Les statistiques font ressortir que la négociation d'entreprise – dans laquelle les acteurs traitent de problèmes très concrets et visibles comme les salaires ou les conditions de travail – est aujourd'hui plus productive que celles des branches ou du niveau national qui abordent des sujets plus complexes comme la protection sociale ou l'assurance chômage.
Établir un dialogue social réel et responsable n'est donc pas un trompe-l'œil. Au contraire, ce dialogue s'avère un outil indispensable au service des entreprises et des salariés.
33. « Les organisations syndicales et patronales sont trop nombreuses et dispersées »
→ C'est globalement vrai.
La diversité des opinions des salariés se traduit en France par le pluralisme syndical quand elle est plus souvent assumée au sein d'une organisation unique en Europe. En France, le nombre d'organisations est plus important qu'ailleurs et la coopération entre elles plus faible.
Dans les entreprises, la dispersion des syndicats de salariés est relativement limitée : on y dénombre en moyenne entre deux et trois organisations. On note cependant des exceptions, notamment dans les quelques entreprises où les différents corps de métiers sont organisés dans des syndicats spécifiques. Le transport aérien en est un exemple.
Au niveau des branches, dans la plupart des cas, le nombre de syndicats de salariés est compris entre trois et cinq, parfois moins. Au niveau interprofessionnel, dans le secteur privé, cinq confédérations sont reconnues comme représentatives : la CFDT, la CFE-CGC, la CFTC, la CGT, et FO.
Ces cinq organisations, ainsi que la FA-FP, la FSU, Solidaires et l'UNSA, siègent{26} au Conseil commun de la fonction publique sur la base des résultats des élections de décembre 2014.

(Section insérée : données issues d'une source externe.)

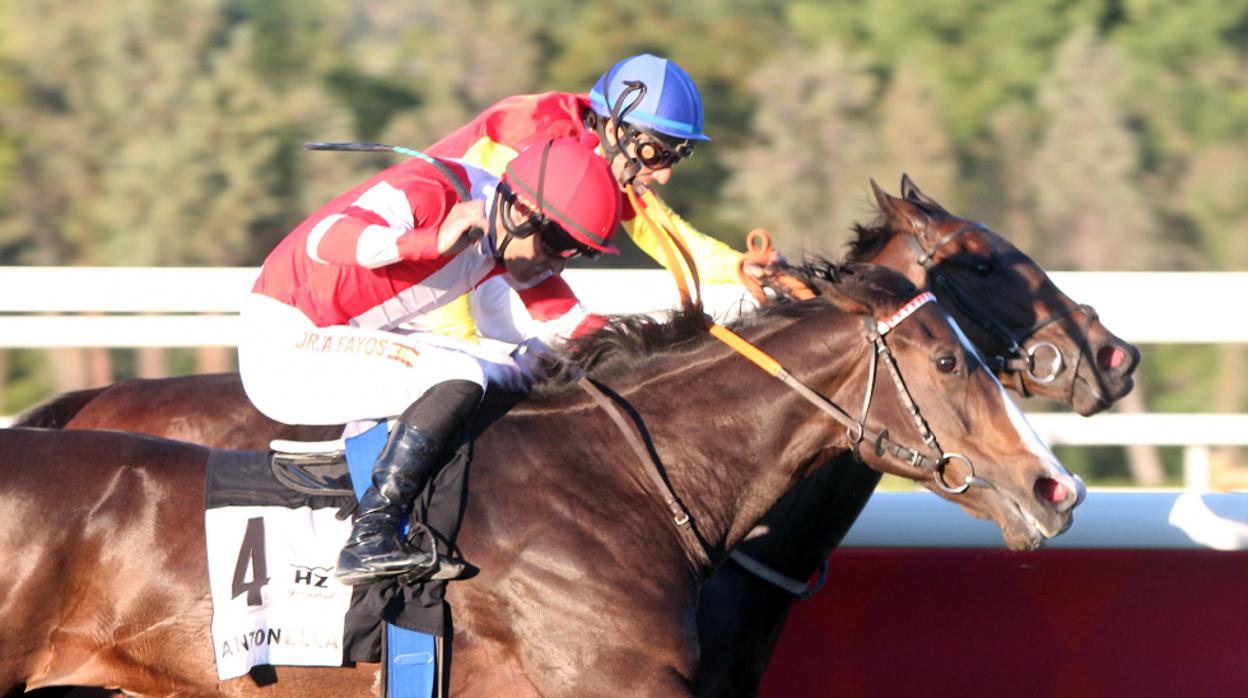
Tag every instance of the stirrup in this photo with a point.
(439, 568)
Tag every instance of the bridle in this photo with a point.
(911, 462)
(1017, 358)
(915, 463)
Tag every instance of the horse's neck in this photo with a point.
(735, 441)
(897, 255)
(798, 535)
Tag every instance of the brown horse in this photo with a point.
(1007, 302)
(1037, 340)
(585, 584)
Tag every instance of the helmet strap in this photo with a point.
(501, 246)
(623, 134)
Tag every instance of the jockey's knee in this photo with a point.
(444, 406)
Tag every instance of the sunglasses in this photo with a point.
(558, 245)
(657, 155)
(553, 239)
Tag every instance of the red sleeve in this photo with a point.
(554, 305)
(517, 122)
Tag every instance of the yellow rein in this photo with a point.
(674, 250)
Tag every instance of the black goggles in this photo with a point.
(558, 245)
(553, 239)
(655, 154)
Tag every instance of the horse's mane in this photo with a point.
(869, 239)
(630, 341)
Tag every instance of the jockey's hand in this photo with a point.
(464, 225)
(760, 269)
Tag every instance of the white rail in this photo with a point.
(190, 307)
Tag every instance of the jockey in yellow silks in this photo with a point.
(648, 115)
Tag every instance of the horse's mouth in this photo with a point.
(1026, 532)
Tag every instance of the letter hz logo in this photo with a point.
(311, 576)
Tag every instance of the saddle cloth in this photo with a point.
(271, 555)
(272, 547)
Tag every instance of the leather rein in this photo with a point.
(911, 462)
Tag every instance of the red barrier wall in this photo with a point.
(1056, 622)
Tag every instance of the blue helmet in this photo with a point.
(670, 104)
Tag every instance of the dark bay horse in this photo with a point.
(1037, 340)
(585, 586)
(1006, 302)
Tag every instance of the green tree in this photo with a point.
(1091, 205)
(804, 172)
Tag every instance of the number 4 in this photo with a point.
(251, 555)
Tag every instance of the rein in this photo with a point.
(675, 250)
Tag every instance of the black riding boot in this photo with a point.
(409, 460)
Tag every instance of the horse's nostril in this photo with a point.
(1051, 491)
(1110, 357)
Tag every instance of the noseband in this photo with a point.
(881, 443)
(1017, 358)
(911, 458)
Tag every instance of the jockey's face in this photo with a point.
(655, 156)
(524, 257)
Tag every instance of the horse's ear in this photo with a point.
(910, 191)
(904, 215)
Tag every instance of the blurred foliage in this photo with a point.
(1097, 134)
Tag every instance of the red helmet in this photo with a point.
(568, 182)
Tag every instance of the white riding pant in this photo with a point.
(300, 373)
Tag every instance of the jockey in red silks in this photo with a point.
(648, 115)
(322, 330)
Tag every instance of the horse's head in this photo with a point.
(929, 408)
(1032, 335)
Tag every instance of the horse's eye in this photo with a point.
(946, 363)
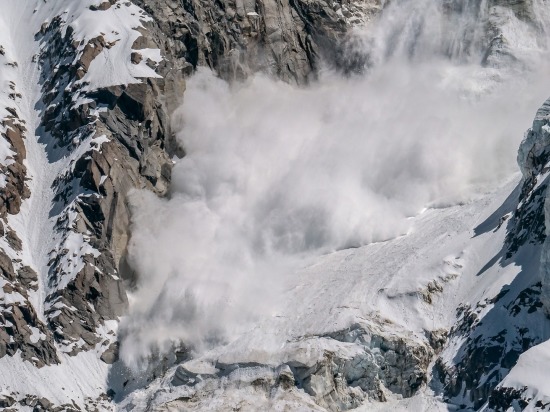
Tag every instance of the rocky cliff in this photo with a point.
(89, 90)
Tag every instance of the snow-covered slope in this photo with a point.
(290, 267)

Côté employeurs, la situation est plus hétérogène. Au niveau professionnel, certains secteurs ne comptent qu'une seule organisation professionnelle (chimie, métallurgie, etc.), d'autres plusieurs organisations concurrentes (hôtellerie-restauration) ou se divisent en de multiples sous-secteurs (commerce par exemple). C'est une des raisons qui expliquent la profusion des branches professionnelles (plus de 700 à ce jour). La loi de 2014 incite à des regroupements.
Au niveau interprofessionnel, trois organisations d'employeurs sont reconnues représentatives (la CGPME, le Medef, et l'UPA). D'autres organisations nationales couvrent l'agriculture, les professions libérales ou le secteur de l'économie sociale et sont reconnues comme « multiprofessionnelles ». De nouvelles règles en cours de finalisation préciseront la représentativité de chacune d'elles en 2017.
Si certains ministères comptent également des syndicats catégoriels, conduisant à un nombre élevé d'organisations, dans la fonction publique hospitalière comme dans la territoriale, la situation ressemble davantage à celle du privé.
D'une manière générale, plus il y a d'organisations (de salariés ou d'employeurs) qui participent à une négociation, et plus sa conclusion est complexe, du fait de la multitude des points de vue, ou de la surenchère liée à la concurrence entre organisations.
Les lois relatives à la représentativité des salariés tant dans le privé que dans le public, les règles de validité des accords, la loi récente sur la représentativité patronale, la volonté des pouvoirs publics de réduire le nombre de branches visent à dépasser les inconvénients de l'émiettement et à favoriser un dialogue social responsable.
34. « Pour peser davantage dans la situation économique actuelle, les organisations syndicales devraient se réunir dans une même structure »
→ Cela ne va pas de soi.
En théorie, un syndicalisme moins dispersé serait plus efficace pour parler d'une même voix face aux pouvoirs publics et tenir des positions communes vis-à-vis de la délégation patronale lors des négociations. Cela se fait dans certaines négociations mais pas toujours. Cependant, les règles de conclusion d'un accord collectif obligent des syndicats à travailler ensemble. Souvent, dans l'entreprise, et plus encore au niveau national, un syndicat n'a pas le poids suffisant pour signer seul un accord.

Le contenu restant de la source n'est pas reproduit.